Las Vegas Sun

May 20, 2024

Working harder for less? Not if they have a choice

Without big bonuses, some executives are out the door

When times were good, casino executives were richly rewarded with performance-based compensation packages worth, on paper, up to tens of millions of dollars a year.

Now that the tide has turned, these executives are taking a double hit: Not only are they forced to work harder to keep their jobs, they are doing it for less money.

Bank lending isn’t the only thing that has dried up in this recession. So has bonus pay, in the form of stock options or grants of stock.

Bad performance, no performance bonus.

It’s hard to pity bosses with base salaries in the high $100,000s to well over $1 million. But for those who have grown accustomed to earning several times their base salary in bonuses, not getting that money is a bitter pill to swallow.

Leading up to the recession, the gaming industry was one of the hottest sectors on Wall Street. Stock prices rose exponentially. Some soared over $100 per share on expectations of mind-blowing profits in Macau, a gateway to mainland China.

Bosses racked up big paper profits at a time when their jobs were easier.

Visitors were flocking to Las Vegas in record numbers and casinos across the spectrum could count on getting a piece of that business.

Shareholders — happy that companies leveraged cash to build more elaborate casinos with bigger profit expectations — didn’t complain when executive compensation soared to new and dizzying heights.

Now, unhappy investors are questioning those decisions.

Gaming is a niche business run by a select group of casino operators that have earned their stripes.

As heavily regulated, labor-intensive enterprises that never close, they require more work from auditors and accountants than the typical 9-to-5 operation. Add to that the fact that many executives are now working longer hours to keep companies afloat and you have a good reason why some executives might think now is a good time to split.

Gaming executives who leave their posts rarely retire. They bide their time — usually waiting at least a year for non-compete agreements to expire — before finding a better opportunity down the road.

The money motive adds another dimension to the recent exodus at Las Vegas Sands.

Last month, President and Chief Operating Officer Bill Weidner was forced to resign after a dispute with CEO Sheldon Adelson over the company’s direction. Brad Stone, president of global operations and construction, followed his longtime colleague out the door.

An experienced construction manager, Stone leaves with a strong reputation in an industry that will be clamoring for his skills when the economy improves.

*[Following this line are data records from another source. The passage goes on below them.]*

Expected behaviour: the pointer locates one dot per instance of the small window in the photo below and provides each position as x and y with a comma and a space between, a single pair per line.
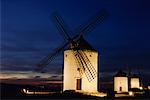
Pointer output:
78, 69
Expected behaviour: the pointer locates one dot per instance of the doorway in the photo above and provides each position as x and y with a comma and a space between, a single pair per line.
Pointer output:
120, 88
78, 85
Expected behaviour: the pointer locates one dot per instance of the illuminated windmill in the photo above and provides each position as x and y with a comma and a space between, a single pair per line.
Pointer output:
80, 59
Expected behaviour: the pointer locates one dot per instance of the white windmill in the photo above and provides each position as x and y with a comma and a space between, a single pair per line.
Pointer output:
80, 59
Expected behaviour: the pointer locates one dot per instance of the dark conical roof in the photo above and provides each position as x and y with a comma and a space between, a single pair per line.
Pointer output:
121, 74
82, 44
135, 76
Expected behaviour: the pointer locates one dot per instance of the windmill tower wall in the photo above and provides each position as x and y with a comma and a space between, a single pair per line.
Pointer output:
71, 73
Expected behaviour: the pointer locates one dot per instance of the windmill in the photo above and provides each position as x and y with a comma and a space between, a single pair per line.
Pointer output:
80, 59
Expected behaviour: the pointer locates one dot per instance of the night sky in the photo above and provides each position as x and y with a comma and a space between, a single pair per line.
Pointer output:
28, 34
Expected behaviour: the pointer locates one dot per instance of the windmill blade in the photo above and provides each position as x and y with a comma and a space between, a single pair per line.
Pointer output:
90, 25
44, 62
61, 26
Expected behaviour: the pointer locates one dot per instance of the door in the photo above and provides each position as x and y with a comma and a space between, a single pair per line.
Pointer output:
78, 85
120, 88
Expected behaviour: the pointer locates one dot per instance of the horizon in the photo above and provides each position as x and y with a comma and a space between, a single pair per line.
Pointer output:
28, 34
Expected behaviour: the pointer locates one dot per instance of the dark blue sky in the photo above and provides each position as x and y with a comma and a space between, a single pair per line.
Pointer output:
28, 33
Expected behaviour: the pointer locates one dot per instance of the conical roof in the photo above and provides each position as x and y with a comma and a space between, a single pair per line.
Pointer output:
82, 44
121, 74
135, 76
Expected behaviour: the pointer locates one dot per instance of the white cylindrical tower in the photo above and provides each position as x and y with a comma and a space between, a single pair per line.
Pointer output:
74, 79
121, 82
135, 81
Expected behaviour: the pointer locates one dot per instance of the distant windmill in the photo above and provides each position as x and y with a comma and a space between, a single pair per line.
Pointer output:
80, 59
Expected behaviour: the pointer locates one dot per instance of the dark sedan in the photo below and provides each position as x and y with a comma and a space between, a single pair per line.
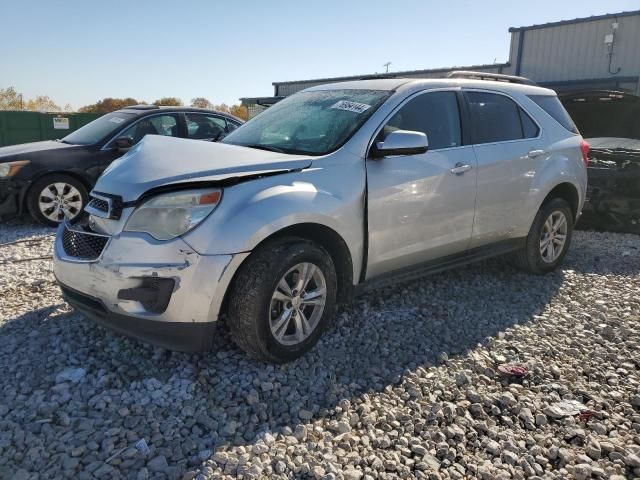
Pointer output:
51, 179
610, 122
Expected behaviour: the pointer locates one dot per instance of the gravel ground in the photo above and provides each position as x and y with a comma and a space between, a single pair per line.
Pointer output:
404, 385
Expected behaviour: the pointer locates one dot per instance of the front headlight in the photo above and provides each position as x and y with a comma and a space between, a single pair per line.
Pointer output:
172, 214
9, 169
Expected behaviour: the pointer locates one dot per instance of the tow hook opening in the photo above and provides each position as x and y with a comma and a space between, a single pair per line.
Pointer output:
154, 293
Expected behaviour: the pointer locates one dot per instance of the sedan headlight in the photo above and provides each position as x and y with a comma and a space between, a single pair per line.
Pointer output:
172, 214
9, 169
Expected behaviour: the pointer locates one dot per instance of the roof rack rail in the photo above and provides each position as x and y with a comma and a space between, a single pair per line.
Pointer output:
498, 77
376, 76
143, 107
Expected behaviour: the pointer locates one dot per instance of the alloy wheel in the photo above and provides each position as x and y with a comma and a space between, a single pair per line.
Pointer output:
297, 304
554, 236
60, 200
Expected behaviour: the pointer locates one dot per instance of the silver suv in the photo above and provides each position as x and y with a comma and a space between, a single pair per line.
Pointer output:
334, 189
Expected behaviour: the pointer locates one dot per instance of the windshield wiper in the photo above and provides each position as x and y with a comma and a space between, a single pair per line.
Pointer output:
268, 148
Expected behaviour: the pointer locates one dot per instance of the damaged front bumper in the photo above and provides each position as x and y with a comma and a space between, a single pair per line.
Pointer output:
162, 292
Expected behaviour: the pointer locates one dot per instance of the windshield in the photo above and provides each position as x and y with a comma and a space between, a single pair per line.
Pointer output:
98, 129
311, 123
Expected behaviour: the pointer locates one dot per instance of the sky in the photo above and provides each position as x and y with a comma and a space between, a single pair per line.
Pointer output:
80, 51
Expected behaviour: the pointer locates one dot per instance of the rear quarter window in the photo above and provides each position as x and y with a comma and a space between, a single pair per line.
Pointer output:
551, 104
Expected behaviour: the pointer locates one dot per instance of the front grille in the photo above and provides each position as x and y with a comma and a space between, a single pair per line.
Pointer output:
105, 206
83, 245
99, 204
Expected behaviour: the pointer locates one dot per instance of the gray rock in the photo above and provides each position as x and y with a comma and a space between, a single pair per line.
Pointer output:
157, 464
71, 374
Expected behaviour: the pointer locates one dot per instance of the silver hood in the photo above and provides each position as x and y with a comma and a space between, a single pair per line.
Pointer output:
158, 161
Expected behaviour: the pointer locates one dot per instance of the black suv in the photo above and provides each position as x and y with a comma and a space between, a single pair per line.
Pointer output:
610, 121
51, 179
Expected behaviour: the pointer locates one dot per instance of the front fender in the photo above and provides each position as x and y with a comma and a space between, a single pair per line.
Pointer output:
331, 195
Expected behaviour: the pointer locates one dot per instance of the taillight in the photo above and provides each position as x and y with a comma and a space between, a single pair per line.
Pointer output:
584, 148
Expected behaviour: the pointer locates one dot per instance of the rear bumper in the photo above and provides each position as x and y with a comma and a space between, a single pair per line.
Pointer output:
181, 336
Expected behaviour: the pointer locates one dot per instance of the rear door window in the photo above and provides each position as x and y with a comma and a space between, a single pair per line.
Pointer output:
205, 127
497, 118
552, 105
166, 125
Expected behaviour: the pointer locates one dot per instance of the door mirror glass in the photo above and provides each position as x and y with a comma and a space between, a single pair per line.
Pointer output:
401, 142
123, 143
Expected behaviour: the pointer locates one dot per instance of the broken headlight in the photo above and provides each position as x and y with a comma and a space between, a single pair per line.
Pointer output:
172, 214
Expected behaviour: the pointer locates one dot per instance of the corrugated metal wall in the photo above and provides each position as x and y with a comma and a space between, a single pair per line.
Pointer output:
289, 88
566, 55
577, 51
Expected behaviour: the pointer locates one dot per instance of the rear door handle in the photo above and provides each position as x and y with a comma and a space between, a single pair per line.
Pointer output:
460, 168
535, 153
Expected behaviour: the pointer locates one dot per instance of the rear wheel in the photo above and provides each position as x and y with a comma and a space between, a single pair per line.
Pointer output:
53, 198
282, 299
549, 238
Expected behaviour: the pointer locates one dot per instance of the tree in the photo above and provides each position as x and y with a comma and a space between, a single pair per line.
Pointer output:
169, 102
201, 102
42, 103
10, 99
109, 104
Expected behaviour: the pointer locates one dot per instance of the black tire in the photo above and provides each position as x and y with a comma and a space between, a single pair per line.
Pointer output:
530, 258
252, 289
33, 197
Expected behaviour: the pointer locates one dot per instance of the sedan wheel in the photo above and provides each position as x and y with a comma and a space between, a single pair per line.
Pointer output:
60, 200
56, 197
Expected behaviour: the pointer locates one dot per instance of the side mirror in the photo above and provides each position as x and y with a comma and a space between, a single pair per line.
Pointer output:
123, 143
401, 142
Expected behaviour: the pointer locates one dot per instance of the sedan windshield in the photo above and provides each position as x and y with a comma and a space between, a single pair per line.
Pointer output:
311, 123
95, 131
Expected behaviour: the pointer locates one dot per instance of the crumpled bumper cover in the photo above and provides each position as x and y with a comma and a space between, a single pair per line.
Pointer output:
613, 197
128, 261
181, 336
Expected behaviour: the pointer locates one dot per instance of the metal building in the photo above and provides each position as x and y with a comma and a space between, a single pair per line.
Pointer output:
594, 52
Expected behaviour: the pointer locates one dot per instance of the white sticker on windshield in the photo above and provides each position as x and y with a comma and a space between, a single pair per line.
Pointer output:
354, 107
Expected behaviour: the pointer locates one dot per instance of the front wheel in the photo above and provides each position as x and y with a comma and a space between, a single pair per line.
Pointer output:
282, 299
55, 197
549, 238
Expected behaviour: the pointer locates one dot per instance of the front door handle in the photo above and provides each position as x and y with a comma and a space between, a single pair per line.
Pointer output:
535, 153
460, 168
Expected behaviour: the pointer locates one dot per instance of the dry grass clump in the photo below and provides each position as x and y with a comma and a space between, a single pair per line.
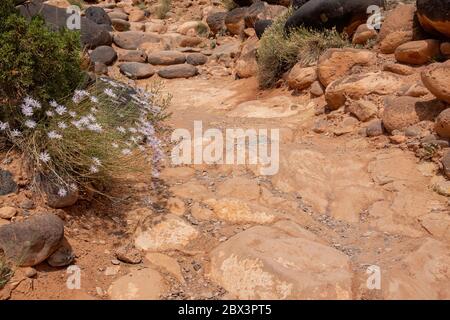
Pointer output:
278, 52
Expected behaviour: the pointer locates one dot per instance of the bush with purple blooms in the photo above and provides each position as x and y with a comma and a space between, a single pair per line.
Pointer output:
84, 141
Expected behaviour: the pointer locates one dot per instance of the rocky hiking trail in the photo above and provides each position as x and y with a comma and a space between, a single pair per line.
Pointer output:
346, 197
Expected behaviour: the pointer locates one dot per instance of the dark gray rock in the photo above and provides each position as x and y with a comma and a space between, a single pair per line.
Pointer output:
137, 70
28, 243
98, 15
178, 71
92, 34
7, 184
63, 256
103, 54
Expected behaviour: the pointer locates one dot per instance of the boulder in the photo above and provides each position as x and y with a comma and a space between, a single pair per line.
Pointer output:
137, 70
193, 28
98, 15
103, 54
335, 63
7, 183
442, 126
402, 112
417, 52
434, 16
235, 20
280, 262
166, 57
374, 128
300, 78
421, 273
363, 34
120, 25
31, 241
246, 66
196, 59
436, 78
7, 212
344, 15
178, 71
445, 49
261, 26
216, 22
131, 40
446, 163
362, 109
397, 28
118, 15
92, 34
359, 85
132, 56
63, 256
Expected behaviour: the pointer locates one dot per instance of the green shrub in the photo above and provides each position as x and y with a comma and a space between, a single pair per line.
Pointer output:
278, 52
87, 141
163, 8
34, 60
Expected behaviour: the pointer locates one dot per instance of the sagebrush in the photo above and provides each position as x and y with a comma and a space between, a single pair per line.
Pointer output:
35, 60
278, 52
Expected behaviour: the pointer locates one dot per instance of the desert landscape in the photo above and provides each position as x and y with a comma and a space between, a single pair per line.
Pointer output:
351, 98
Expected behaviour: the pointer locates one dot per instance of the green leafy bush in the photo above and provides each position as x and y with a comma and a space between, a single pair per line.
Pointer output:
278, 52
34, 60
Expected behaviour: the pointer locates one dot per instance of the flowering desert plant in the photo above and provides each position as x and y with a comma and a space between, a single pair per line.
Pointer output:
88, 139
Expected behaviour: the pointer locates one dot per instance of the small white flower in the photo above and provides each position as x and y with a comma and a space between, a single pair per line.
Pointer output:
27, 110
61, 110
28, 101
96, 161
62, 125
95, 127
3, 126
62, 192
110, 93
54, 135
15, 133
44, 157
30, 124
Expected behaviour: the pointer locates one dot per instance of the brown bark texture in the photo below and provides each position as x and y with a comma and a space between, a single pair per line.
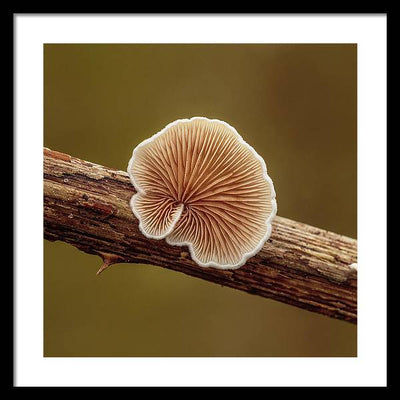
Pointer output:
87, 206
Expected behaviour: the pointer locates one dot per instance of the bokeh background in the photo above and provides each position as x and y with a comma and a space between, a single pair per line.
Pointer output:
295, 104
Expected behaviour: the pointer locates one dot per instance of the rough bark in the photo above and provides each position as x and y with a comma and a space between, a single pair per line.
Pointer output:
87, 205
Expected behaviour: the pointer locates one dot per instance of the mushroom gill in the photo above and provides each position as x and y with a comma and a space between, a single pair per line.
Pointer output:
200, 185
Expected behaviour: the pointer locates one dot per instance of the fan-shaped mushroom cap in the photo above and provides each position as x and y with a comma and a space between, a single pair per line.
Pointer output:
199, 184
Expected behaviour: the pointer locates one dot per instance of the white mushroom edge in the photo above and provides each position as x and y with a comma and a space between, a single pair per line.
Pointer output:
268, 221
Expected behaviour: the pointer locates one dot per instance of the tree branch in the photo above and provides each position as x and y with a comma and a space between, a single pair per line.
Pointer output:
87, 205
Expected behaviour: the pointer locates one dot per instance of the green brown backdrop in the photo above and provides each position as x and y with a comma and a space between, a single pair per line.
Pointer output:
295, 104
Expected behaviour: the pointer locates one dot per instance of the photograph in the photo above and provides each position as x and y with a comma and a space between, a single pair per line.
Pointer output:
200, 200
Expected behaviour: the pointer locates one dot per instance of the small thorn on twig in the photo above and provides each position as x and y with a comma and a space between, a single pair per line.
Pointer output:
108, 260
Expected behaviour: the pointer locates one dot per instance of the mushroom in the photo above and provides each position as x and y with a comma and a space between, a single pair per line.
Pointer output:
200, 185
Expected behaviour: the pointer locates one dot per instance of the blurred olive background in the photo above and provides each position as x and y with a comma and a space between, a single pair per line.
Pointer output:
295, 104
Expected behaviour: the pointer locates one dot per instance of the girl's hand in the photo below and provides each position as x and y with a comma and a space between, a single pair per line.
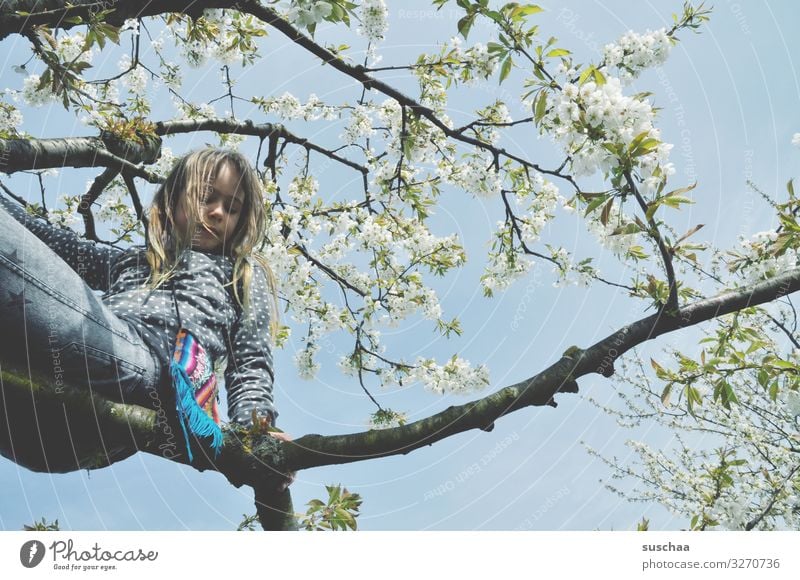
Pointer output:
264, 425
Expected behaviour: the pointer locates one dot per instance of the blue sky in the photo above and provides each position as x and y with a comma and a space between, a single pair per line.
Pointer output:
729, 104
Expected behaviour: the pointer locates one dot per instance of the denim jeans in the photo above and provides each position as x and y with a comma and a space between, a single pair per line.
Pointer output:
52, 323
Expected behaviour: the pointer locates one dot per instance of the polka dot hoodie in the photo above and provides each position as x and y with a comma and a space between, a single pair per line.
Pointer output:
205, 299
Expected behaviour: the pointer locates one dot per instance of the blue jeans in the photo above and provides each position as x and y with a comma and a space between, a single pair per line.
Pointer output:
53, 324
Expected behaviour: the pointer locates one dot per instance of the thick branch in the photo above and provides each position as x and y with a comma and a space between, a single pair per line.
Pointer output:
258, 460
263, 130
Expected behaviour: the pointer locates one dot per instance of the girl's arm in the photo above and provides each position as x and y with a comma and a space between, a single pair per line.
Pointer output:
249, 376
90, 260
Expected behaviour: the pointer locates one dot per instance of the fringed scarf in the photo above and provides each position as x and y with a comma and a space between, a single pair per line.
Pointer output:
195, 383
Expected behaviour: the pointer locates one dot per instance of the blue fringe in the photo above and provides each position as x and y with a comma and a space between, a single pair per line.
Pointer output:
199, 422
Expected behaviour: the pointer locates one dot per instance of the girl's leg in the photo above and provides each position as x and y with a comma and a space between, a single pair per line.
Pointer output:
55, 324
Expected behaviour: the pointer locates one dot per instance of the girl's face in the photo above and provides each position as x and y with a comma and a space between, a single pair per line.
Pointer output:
219, 212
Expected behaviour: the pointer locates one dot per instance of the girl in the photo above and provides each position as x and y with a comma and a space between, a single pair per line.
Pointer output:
198, 271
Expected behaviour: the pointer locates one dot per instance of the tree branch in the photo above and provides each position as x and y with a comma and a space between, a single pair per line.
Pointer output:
258, 460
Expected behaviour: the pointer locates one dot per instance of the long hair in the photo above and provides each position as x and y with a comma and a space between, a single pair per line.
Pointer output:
186, 187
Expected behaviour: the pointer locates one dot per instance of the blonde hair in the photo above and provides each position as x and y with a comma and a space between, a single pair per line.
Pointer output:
187, 184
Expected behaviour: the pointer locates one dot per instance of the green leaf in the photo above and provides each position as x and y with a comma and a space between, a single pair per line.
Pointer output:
526, 10
627, 229
506, 68
606, 213
585, 75
465, 24
665, 395
540, 107
660, 371
599, 77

A rich compensation package is enough reason to endure a difficult boss, economy or workweek. Without it, the motivation to toil at a demanding job isn’t as strong.

Stone cashed out 100,000 shares of Las Vegas Sands stock at $120 per share in September 2007. Sands share price would peak at $150 the following month. Shares now trade under $5.

Many believe that Stone and Weidner, who has cashed out relatively few shares recently, will be able to emerge in new gaming companies that could arise as a result of bankruptcy restructurings.

More work for diminishing returns might also explain the departure of T.J. Matthews, who stepped down as CEO of International Game Technology this month. His sudden exit wasn’t a total surprise to insiders who say Matthews had hinted that he would not renew his employment contract.

The recession is forcing many gaming giants to consider bankruptcy protection. It’s also allowing executives to blame poor company performance on forces beyond their control, while giving them an opportunity to cut their losses and move on to greener pastures.